Policies, costing 10 percent of the inputs purchased, split equally between farmer and manufacturers, who hope to increase sales as a result, will be sold by agricultural suppliers armed with mobile phones loaded with dedicated software.
"To insure a farmer, the stockist first scans a code with all relevant product information via the phone's camera; then he selects the weather station closest to the farmer's fields.
"Finally, the stockist enters the farmer's mobile number and sends the registration to our server. An immediate text message sent to the farmer provides him with his policy number and insurance confirmation," said Goslinga.
"You have to make it very easy for the farmers to try the insurance," she said, adding that the main administration costs incurred were sending out the text alerts.
Weather stations monitor rainfall amount and distribution in the field, which are then compared with the crop's water requirement vis-à-vis historic rainfall patterns. In case of crop failure due to drought or too much rain, farmers will receive a text message informing them of a payout, which they will directly receive through M-PESA, a cash transfer service run by telecoms operator, Safaricom.
Index-based insurance "pays out in events that are triggered by a publicly observable index, such as rainfall recorded on a local rain gauge", notes a December 2009 International Food Policy Research Institute (IFPRI) report, Innovations in Insuring the Poor.

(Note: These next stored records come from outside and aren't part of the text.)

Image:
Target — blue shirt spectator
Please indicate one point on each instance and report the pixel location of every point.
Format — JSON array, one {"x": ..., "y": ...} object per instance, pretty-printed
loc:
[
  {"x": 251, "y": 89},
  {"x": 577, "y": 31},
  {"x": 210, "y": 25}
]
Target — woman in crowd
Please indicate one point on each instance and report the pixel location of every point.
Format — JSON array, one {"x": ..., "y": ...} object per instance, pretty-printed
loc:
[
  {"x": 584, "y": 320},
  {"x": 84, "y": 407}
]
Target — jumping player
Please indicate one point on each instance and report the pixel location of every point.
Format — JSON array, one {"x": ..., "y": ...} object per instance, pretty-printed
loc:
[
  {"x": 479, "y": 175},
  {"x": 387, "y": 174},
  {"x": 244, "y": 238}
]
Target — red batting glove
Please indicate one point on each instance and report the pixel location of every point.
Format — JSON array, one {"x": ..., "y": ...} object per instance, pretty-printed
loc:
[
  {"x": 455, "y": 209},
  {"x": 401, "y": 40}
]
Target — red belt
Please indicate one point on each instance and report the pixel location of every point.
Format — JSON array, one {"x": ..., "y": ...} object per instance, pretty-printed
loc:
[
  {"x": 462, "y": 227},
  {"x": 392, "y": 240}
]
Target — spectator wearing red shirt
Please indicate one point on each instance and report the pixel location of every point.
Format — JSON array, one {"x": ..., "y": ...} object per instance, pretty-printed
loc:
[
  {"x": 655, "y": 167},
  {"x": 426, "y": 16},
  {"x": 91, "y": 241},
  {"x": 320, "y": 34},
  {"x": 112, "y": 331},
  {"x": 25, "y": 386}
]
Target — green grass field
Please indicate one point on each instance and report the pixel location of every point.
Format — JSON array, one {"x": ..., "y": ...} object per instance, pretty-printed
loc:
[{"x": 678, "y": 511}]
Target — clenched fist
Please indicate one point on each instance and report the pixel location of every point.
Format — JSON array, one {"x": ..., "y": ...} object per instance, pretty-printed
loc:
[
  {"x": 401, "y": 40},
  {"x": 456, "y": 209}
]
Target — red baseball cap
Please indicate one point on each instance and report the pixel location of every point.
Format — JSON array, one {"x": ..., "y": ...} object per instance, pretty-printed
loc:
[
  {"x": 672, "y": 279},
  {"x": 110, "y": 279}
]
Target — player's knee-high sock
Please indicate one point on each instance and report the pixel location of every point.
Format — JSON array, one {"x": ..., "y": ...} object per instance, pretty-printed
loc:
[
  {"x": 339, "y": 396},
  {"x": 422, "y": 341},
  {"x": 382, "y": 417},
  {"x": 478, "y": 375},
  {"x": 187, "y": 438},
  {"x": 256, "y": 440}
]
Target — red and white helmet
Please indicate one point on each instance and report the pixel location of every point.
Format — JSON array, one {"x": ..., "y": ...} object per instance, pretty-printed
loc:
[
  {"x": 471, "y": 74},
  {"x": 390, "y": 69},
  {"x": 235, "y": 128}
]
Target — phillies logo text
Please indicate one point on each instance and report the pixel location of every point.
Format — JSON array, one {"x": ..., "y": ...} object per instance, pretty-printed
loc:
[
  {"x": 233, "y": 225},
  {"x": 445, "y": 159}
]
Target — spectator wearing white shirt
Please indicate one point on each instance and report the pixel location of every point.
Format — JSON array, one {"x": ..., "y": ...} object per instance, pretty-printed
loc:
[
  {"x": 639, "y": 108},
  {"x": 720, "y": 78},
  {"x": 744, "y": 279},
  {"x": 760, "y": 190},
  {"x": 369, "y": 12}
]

As the insurance is based on an independent trigger that cannot be influenced by actions of the farmer, it reduces the likelihood of insured individuals taking greater risks. However, there is a basis risk in that payouts may not always exactly match the losses farmers experience, which can be difficult for farmers to understand, noted IFPRI.
Challenges
The Kilimo Salama programme was piloted on a group of 200 farmers in the central region of Laikipia during the 2009 long rains. "They [the farmers] thought it sounded too good to be true," said Goslinga, adding that the farmers were now taking more insurance after experiencing the benefit. Some of them received a payout of up to 80 percent.
"For farmers the biggest risk is weather. To minimize exposure, they tend to use as little inputs as possible. As a consequence, their harvest is below the optimum even when rains are good. Insurance gives them the security of a payout in case of a full crop failure, therefore promoting investment in farming inputs and subsequently improving productivity," she said.
The insurance programme is targeting at least 5,000 farmers in Central, Rift Valley and Western provinces, covering maize and wheat, which are facing considerable weather risk.
Said Goslinga: "A key challenge is that insurance is new to farmers and it generally has a bad reputation. Capacity building and trust are key challenges."
"These new tools to manage risk will need to be complemented with investments that reduce the risks faced by poor households, such as low-cost irrigation schemes and drought-resistant seed varieties," the IFPRI report stated. "To make index insurance viable, a long-term, reliable, and homogeneous database of weather information is needed, as are weather stations that report weather data quickly."